This repository's purpose is to give a means of replicability to the article "" but can be generalized to other similar data.
This repository contains scripts for performing the following analyses:
1: Analyses of historical biogeography
2: Bayesian analyses of the fossil record
In this section, you may find all the data and scripts required to perform the DEC model. The Input section, you may find : the consensus tree (Orectolobiformes_extant_tree.nex); the connectivity matrix (Transition_matrix.txt), the time period file (time_period.txt); the presence-absence file (table_geo.txt) and the posterior tree distribution (posterior_distribution_100_tree_orecto.tree) The DEC script used for is DEC_extant_species.ipynb (jupyter notebook, written in R)
In this section, you may find the data required to perform a DES analysis. The Input section contains data for extinct genus (Gen_short_fossil_DES_5vs1.txt) species (Sp_short_fossil_DES_5vs1.txt) and extant genus (Gen_short_actuel_DES_5vs1.txt) and species (Sp_short_actuel_DES_5vs1.txt). Allt the input data are for the 5vs1 scenario (Tethys vs the rest of the world). Assuming you have access to PyRate in your main directory, the two main scripts are DES_Input.sh (used for generating input DES data) and DES_analysis.sh (perform the DES analysis).

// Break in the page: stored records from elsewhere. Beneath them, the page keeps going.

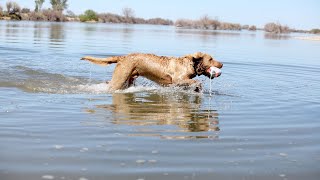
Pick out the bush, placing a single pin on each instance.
(89, 15)
(276, 28)
(36, 16)
(53, 15)
(25, 10)
(252, 28)
(159, 21)
(110, 18)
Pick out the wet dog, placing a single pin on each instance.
(163, 70)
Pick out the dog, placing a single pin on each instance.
(163, 70)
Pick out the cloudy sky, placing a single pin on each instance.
(299, 14)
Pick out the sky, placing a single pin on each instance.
(298, 14)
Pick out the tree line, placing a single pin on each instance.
(13, 11)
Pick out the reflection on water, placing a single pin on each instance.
(57, 35)
(149, 110)
(276, 36)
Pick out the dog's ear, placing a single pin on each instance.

In this section (PyRate), you will have access to all the scripts and data required to perform a PyRate BDS (Birth-death-skyline) model. The Input section contains unformatted data for extinct genus (Data_gen_short.txt) species (Data_sp_short.txt), the formatted data (100 replicates) for extinct genus (Data_gen_short_PyRate.py) species (Data_sp_short_PyRate.py), taxon list for extinct genus (Data_gen_short_TaxonList.txt) and species (Data_sp_short_TaxonList.txt) and the epoch file (epochs.txt). This section also includes the script required to perform the preservation model selection (Corsair_model_preservation_test.sh; script_pm.sh), performing a PyRate analysis (Analyses_BDMCMC_RJMCMC.sh) and assessing run convergence (assess_run_convergence.py)
This first round of analysis is rather straightforward and mainly focused on selecting the best-fit preservation model (based on AIC) for the PyRate run.
To do so, the user has just to run and fill in the following parameters (1) .py occurrence file, (2) number of CPU, (3) epochs file, (4) output_directory
At the end of this model selection run, the best-fit model will be presented in a boxplot pdf file.
The second and last round of PyRate analyses is just performing the regular PyRate BDS analysis (assuming you have previously performed preservation model selection). with the script Analyses_BDMCMC_RJMCMC.sh. This script required as input (1) .py occurence file, (2) the type of analysis (BDMCMC / RJMCMC), (3) number of CPU, (4) epochs file (preservation rate), (5) number of extant lineage and (6) epochs file (time shifts).
When this run is performed, it is highly recommended to asses the convergence of each PyRate run with the script assess_run_convergence.py which require as input (1) the input directory (output from PyRate analysis) (2) the burn-in threshold and (3) the type of analysis (BDS/RJMCMC)